Devant la fenêtre du 6ème étage, face au ciel gris, assise sur le lit, dos à moi, elle fixe de ses yeux bleus les gouttelettes qui glissent le long de la vitre, qui se laissent tomber sur le verre comme je me suis laisser tomber amoureux d'elle. Elle contemple ces perles de pluie, elle les regarde se rejoindre, faire un peu de chemin ensemble, grandir ensemble avant de devenir trop grosses et de se séparer ...
4 mois déjà qu'elle est à mes côtés et pourtant elle ne s'ouvre pas. Je la comprends mais elle ne le sait pas, je la connais plus qu'elle n'en a conscience. Elle ne veut pas que je la vois telle qu'elle est. Elle se renferme à chaque fois que je pourrais voir une peu d'elle, un peu de ce qu'elle pense. Elle a peur, peur que quelqu'un la voit, peur que quelqu'un la découvre.
Elle est impassible, elle ne laisse rien voir, elle maintient cette solide carapace qui est sensée la protéger. Mais je sais à quoi elle pense : la pluie la fascine et elle voudrait lui ressembler.
Elle voudrait ressembler aux nuages, aux gouttes et au ciel gris. Je sais qu'elle le voudrait mais elle ne l'avouera jamais parce que l'avouer, ce serait s'ouvrir et ça, ça lui fait peur.
Elle leur ressemble déjà mais elle ne le sait pas ...

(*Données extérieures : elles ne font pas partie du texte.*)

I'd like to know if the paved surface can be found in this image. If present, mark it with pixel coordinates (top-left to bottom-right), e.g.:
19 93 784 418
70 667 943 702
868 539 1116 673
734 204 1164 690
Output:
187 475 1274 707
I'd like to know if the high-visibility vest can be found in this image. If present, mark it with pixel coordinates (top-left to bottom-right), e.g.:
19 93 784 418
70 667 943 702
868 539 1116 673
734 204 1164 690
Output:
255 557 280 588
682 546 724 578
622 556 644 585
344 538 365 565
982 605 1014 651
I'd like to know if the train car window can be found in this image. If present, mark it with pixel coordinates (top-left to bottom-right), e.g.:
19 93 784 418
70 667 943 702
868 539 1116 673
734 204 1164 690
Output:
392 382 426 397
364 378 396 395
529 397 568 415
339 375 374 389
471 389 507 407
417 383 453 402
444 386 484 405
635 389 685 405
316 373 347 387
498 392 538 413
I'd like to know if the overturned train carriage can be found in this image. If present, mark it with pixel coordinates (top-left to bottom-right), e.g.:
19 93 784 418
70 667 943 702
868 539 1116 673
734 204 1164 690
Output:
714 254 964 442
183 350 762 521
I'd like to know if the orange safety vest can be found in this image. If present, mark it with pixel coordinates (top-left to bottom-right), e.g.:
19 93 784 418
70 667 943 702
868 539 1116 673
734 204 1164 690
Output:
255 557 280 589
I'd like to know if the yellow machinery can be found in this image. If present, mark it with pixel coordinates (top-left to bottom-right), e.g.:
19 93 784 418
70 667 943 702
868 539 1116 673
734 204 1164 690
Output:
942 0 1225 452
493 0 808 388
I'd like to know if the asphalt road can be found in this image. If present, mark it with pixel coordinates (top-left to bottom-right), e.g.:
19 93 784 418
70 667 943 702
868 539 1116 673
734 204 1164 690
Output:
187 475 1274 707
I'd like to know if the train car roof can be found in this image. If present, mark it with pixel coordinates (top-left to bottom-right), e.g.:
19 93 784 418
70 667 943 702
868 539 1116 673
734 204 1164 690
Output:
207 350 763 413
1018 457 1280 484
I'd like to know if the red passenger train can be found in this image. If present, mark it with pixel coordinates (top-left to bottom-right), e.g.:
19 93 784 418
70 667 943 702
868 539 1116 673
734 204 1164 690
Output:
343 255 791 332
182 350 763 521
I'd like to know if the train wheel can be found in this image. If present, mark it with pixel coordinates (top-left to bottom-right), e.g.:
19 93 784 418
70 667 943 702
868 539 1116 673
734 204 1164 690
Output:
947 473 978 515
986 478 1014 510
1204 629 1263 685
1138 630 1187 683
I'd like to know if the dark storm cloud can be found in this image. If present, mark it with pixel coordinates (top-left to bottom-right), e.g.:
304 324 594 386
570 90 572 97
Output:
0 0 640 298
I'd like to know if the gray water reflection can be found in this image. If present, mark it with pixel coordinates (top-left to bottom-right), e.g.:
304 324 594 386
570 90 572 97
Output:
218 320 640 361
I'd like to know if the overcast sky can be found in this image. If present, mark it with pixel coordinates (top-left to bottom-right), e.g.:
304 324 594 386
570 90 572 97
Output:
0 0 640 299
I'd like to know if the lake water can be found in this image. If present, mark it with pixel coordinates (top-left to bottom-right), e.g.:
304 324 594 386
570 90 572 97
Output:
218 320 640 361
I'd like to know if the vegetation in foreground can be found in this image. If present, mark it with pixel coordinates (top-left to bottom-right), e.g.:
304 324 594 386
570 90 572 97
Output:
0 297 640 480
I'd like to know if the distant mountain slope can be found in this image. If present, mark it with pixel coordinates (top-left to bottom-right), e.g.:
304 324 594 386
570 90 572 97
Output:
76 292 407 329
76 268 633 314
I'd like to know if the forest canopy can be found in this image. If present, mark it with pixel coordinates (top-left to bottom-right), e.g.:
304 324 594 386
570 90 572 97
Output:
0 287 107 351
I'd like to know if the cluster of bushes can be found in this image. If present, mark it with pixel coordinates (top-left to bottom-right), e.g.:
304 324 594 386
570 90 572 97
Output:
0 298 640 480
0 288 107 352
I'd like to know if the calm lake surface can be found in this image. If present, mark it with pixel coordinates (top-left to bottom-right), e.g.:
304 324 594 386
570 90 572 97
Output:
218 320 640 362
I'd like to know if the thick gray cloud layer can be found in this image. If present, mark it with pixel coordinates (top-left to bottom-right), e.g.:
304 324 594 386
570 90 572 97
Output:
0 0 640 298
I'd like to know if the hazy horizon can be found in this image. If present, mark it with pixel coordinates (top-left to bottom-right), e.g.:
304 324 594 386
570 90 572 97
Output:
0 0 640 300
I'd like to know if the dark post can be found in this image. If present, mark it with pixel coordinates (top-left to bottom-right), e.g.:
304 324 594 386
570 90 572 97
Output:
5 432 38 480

Elle est neutre comme le ciel, ses traits ne laissent rien transparaître, ni joie, ni tristesse, elle est neutre comme le gris du ciel, coincé entre deux couleurs, elle, elle est coincée entre deux humeurs ...
Elle est forte comme les nuages, elle est dense, on sent qu'elle a vécu, qu'elle a beaucoup à l'intérieur mais elle cache ce qu'elle renferme, elle cache ce qui fait d'elle ce qu'elle est, elle le cache et n'en dévoile qu'une partie inexpressive, comme les nuages, masses blanches et informes vus d'en bas, sont beaucoup plus mais ne le montrent pas.
Et elle avance dans la vie comme les gouttes sur la vitre. Un peu perdue, un peu désorientée, comme inévitablement attirée vers le bas par une force inconnue après avoir été au sommet. Mais elle avance tout de même, même perdue, même désorientée, même en direction du fond, elle avance, elle coule pour mieux remonter ensuite. Elle aussi, semble suivre le cycle de l'eau.
Parfois, j'aperçois un éclair de relâchement dans son comportement et je sens qu'elle s'ouvre à moi, qu'elle cesse de se cacher parce qu'elle cesse de penser pendant un moment. Mais très souvent ce moment ne dure pas.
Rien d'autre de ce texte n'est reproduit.